I want to sort through a Dataframe of about 400k rows, with 4 columns, taking out roughly half of them with an if statement:
for a in range (0, howmanytimestorunthrough):
if ('Primary' not in DataFrameexample[a]):
#take out row
So far I've been testing either one of the 4 below:
newdf.append(emptyline,)
nefdf.at[b,'column1'] = DataFrameexample.at[a,'column1']
nefdf.at[b,'column2'] = DataFrameexample.at[a,'column2']
nefdf.at[b,'column3'] = DataFrameexample.at[a,'column3']
nefdf.at[b,'column4'] = DataFrameexample.at[a,'column4']
b = b + 1
or the same with .loc
newdf.append(emptyline,)
nefdf.loc[b,:] = DataFrameexample.loc[a,:]
b = b + 1
or changing the if (not in) to an if (in) and using:
DataFrameexample = DataFrameexample.drop([k])
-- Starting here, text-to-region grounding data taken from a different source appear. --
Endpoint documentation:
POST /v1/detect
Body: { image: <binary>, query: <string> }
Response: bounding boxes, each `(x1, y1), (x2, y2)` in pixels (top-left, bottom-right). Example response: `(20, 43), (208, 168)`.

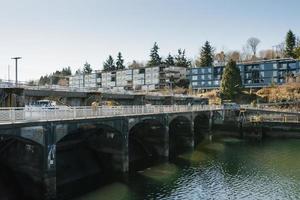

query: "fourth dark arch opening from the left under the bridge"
(169, 116), (194, 159)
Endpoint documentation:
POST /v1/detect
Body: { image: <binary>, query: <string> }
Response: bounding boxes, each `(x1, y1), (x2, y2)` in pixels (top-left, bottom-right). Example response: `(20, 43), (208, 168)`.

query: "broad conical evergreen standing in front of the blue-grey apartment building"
(221, 60), (242, 100)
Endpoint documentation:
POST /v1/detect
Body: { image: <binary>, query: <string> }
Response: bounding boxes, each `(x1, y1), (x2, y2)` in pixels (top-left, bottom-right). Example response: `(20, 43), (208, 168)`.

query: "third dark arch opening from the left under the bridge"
(128, 118), (168, 171)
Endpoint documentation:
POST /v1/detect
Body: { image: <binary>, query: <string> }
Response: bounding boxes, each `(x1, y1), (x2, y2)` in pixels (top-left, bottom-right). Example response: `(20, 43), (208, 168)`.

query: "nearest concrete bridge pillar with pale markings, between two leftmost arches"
(43, 123), (57, 200)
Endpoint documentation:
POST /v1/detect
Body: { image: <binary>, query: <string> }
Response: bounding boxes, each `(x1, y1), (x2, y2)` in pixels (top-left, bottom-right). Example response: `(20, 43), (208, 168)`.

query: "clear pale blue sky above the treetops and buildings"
(0, 0), (300, 81)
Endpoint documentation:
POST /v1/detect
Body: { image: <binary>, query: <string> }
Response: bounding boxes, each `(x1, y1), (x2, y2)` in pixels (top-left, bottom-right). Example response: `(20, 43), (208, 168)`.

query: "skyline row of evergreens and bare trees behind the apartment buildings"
(39, 30), (300, 85)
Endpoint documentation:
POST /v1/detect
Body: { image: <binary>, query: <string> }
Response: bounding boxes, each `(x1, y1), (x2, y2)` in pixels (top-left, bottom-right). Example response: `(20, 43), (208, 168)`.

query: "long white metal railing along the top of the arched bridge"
(0, 105), (221, 124)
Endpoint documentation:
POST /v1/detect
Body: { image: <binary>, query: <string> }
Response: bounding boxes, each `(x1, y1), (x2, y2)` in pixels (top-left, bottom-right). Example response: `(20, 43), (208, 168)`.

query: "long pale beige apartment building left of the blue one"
(69, 66), (186, 91)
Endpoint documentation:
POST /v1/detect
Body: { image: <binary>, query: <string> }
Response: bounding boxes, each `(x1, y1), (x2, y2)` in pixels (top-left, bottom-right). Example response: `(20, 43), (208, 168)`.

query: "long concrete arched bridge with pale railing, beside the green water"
(0, 105), (298, 200)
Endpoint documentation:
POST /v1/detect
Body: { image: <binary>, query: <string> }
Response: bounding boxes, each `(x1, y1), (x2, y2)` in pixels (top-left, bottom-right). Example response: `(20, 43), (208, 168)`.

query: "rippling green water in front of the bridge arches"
(76, 138), (300, 200)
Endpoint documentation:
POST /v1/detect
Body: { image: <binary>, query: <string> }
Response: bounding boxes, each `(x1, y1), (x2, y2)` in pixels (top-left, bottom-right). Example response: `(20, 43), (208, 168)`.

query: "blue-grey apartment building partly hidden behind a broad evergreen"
(187, 59), (300, 90)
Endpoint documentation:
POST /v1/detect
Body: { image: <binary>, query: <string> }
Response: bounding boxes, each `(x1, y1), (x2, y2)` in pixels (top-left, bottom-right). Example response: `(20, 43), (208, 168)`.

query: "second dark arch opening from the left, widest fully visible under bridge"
(56, 123), (124, 195)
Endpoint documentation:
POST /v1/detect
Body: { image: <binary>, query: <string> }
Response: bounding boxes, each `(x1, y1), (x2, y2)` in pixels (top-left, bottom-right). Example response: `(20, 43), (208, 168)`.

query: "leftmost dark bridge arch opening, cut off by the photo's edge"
(0, 135), (44, 199)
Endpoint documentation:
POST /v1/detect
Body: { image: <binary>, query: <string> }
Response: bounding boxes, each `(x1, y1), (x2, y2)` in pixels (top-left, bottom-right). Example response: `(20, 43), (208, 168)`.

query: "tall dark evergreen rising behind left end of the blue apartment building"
(196, 41), (214, 67)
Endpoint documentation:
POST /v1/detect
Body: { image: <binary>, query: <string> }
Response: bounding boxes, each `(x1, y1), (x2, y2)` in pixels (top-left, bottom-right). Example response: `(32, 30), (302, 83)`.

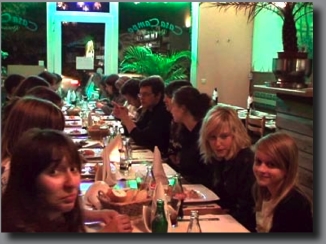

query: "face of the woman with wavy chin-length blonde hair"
(208, 128), (233, 158)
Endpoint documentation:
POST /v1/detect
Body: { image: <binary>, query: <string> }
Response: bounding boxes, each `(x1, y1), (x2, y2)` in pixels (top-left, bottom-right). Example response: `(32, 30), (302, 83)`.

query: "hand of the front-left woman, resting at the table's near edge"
(100, 214), (132, 233)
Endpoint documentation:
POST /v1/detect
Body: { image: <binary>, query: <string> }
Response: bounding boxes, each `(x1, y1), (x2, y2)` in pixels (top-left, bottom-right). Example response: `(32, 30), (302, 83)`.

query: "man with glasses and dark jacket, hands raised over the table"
(113, 76), (172, 157)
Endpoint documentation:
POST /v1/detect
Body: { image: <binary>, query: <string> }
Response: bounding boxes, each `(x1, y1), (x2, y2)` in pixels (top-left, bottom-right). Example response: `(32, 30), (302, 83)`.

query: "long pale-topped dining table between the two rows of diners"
(65, 111), (249, 233)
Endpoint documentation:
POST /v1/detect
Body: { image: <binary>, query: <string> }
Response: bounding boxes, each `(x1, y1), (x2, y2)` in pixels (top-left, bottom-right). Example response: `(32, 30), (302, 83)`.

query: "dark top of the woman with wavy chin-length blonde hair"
(208, 148), (256, 232)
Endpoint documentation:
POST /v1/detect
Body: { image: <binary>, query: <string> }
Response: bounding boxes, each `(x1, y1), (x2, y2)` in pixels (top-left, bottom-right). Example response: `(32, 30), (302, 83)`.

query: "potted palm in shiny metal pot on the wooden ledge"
(211, 2), (313, 88)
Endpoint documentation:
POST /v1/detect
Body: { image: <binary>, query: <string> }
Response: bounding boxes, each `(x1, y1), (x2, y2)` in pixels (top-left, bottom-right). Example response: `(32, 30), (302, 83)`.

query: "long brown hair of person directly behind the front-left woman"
(1, 96), (65, 160)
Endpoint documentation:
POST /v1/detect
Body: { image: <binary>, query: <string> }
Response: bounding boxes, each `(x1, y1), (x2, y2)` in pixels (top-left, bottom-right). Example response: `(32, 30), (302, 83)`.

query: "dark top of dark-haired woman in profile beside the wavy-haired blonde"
(178, 121), (208, 185)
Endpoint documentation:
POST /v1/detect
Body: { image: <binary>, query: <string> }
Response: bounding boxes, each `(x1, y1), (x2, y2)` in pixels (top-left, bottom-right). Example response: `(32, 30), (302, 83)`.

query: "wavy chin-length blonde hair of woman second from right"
(199, 105), (251, 162)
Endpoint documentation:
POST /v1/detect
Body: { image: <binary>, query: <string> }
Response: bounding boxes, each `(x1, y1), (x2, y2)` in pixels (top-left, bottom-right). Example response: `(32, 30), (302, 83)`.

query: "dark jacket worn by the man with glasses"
(129, 101), (172, 157)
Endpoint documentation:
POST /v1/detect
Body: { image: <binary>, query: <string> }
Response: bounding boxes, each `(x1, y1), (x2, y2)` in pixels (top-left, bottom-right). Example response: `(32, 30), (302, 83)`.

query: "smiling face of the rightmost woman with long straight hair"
(253, 150), (285, 192)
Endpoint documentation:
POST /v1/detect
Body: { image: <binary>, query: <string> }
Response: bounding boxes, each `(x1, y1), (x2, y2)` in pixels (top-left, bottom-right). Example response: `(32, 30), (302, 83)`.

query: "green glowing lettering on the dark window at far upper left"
(1, 13), (38, 32)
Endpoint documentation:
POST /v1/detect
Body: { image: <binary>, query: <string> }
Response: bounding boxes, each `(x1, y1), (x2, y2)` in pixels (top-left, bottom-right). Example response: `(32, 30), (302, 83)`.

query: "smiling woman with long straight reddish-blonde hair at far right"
(253, 132), (313, 232)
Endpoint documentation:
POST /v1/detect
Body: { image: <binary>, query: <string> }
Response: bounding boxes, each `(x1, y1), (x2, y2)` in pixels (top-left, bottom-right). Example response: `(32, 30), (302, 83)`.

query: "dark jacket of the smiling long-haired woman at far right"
(270, 189), (313, 232)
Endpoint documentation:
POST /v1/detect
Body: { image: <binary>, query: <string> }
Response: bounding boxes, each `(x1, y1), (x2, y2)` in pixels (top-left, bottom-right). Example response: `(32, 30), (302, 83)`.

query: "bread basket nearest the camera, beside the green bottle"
(98, 188), (152, 217)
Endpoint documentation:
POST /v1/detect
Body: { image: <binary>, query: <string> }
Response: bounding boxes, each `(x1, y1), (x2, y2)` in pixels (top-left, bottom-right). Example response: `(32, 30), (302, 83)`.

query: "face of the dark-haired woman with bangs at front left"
(36, 158), (80, 219)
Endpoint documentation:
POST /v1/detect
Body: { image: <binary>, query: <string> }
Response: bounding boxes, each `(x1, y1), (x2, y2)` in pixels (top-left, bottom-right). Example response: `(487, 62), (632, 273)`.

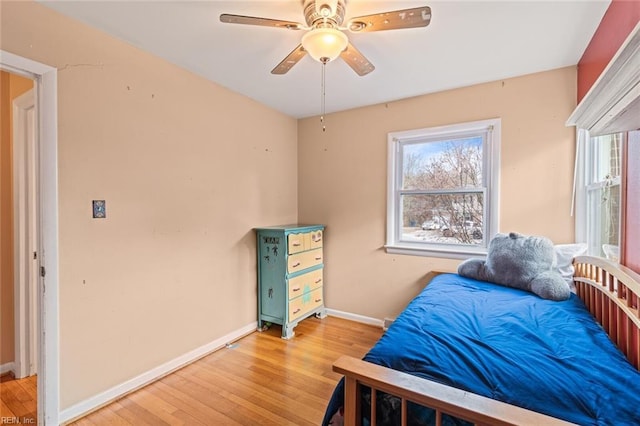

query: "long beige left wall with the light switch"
(0, 2), (297, 409)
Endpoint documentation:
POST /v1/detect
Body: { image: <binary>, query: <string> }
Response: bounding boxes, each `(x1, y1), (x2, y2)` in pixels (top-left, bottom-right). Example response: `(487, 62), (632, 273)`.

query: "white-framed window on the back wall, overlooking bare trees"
(386, 119), (500, 258)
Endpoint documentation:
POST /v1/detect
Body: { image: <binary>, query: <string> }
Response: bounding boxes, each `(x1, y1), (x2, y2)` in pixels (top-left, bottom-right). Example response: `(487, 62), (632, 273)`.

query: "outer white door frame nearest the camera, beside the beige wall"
(0, 50), (60, 425)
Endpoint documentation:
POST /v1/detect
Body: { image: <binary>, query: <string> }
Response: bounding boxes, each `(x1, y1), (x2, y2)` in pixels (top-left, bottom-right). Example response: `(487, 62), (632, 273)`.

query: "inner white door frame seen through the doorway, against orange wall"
(12, 88), (40, 379)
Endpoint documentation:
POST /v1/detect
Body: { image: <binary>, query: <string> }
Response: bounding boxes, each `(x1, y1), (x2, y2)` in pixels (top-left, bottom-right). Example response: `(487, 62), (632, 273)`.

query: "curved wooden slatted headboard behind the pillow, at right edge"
(573, 256), (640, 369)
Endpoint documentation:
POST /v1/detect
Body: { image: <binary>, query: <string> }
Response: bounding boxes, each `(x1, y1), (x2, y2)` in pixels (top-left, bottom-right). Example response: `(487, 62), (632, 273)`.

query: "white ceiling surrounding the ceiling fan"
(42, 0), (609, 118)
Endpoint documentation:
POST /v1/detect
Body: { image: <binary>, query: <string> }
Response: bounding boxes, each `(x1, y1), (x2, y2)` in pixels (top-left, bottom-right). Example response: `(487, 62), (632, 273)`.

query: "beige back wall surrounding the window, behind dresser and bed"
(298, 67), (576, 318)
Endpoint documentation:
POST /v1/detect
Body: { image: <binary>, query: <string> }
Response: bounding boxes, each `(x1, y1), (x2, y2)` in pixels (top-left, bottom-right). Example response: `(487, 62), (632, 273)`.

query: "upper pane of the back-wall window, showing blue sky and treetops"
(402, 136), (483, 189)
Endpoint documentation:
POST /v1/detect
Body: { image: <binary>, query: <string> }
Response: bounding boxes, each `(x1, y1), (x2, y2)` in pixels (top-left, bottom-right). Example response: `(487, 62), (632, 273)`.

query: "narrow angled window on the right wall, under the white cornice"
(581, 133), (624, 262)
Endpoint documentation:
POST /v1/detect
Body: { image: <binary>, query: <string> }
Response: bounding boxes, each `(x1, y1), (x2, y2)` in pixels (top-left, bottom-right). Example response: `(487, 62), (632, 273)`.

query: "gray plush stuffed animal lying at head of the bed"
(458, 232), (571, 301)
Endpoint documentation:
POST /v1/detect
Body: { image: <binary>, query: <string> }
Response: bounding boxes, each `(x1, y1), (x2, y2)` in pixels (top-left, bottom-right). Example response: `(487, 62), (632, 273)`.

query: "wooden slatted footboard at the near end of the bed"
(333, 356), (572, 426)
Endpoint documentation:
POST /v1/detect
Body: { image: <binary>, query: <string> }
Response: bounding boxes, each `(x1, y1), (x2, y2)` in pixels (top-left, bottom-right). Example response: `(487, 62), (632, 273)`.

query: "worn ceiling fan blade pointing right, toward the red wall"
(347, 6), (431, 33)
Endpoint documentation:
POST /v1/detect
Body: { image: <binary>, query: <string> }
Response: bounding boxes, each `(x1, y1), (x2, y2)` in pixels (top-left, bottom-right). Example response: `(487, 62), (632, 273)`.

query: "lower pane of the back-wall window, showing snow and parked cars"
(401, 192), (484, 245)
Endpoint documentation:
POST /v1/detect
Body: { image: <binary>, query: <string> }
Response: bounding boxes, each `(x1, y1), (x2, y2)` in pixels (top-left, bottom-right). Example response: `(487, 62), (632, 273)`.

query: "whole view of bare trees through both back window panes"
(402, 136), (484, 244)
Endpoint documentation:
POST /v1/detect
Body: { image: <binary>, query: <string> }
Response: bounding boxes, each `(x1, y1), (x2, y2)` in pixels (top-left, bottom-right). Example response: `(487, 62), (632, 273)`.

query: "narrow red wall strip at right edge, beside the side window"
(622, 130), (640, 273)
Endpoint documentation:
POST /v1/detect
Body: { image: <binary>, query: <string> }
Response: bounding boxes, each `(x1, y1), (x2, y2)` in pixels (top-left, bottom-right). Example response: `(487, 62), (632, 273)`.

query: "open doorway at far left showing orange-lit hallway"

or trying to set emptyline to have values, and then append it:
notemptyline = pd.Series(DataFrameexample.loc[a,:].values, index = ['column1', 'column2', ...)
newdf.append(notemptyline, ignore_index=True)
So from what I've managed to test so far, they all seem to work ok on a small number of rows (2000), but once I start getting a lot more rows they take exponentially longer. .at seems slighly faster than .loc even if I need it to run 4 times, but still gets slow (10 times the rows, takes longer than 10 times). .drop I think tries to copy the dataframe each time, so really doesn't work? I can't seem to get .append(notemptyline) to work properly, it just replaces index 0 over and over again.
I know there must be an efficient way of doing this, I just can't seem to quite get there. Any help?